Once they started reopening and some went back to work, they closed again when protests over George Floyd's death started.

Gate City Candy Company owner Daniel Weatherington took the boards down from his business this week. 

There are some businesses downtown who aren’t ready to take the plywood turned art - down from their storefronts.

"We've got mixed emotions about it. Some think they should stay up a little longer others want to get back to business as normal," Weatherington said.  "That's the category I fall under."

Please support the Retail Alliance Downtown in raising funds to assi... st the businesses affected by the riots and looting. Some of the businesses the funds will go to did not have insurance, or insurance will not cover the damage.

Weatherington's business was vandalized, two weeks ago.

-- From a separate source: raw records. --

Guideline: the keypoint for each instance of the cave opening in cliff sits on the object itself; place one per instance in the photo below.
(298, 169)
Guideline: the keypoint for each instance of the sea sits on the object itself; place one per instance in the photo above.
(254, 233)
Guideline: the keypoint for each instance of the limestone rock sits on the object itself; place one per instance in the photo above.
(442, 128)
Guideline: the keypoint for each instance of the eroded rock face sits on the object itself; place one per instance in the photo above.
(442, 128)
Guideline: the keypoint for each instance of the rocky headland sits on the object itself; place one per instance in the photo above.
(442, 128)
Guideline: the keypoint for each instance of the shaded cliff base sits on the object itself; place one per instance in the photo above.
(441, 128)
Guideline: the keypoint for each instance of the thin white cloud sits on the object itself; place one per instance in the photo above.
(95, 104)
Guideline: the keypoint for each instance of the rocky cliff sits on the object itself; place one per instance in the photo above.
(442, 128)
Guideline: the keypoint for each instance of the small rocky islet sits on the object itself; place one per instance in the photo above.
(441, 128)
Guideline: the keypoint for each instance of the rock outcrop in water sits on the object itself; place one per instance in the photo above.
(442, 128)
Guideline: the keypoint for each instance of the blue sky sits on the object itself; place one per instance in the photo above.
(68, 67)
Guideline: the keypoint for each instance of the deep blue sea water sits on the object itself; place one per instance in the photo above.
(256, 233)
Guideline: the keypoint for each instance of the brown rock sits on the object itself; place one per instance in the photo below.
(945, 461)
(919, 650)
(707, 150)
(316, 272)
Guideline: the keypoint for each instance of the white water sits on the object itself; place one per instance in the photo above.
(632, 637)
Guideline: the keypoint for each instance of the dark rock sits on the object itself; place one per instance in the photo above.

His windows were repaired Tuesday. 

RELATED: VIDEO: Gate City Candy Company one of many downtown businesses vandalized

"I got a business downtown to have a store front so people can see in and see what I've got inside," Weatherington said. "My glass is fixed I want to move past it a little bit."

Rocks Hair Shop, a business on Elm Street took their boards down and so did Crafted the Art of the Taco.

Owner of Crafted Kris Fuller said they took their plywood down as part of their reopening.

"The way our store front is set up is we have garage doors which allows us to have a patio area,” Fuller said. “In order for that to happen the panels had to come down.”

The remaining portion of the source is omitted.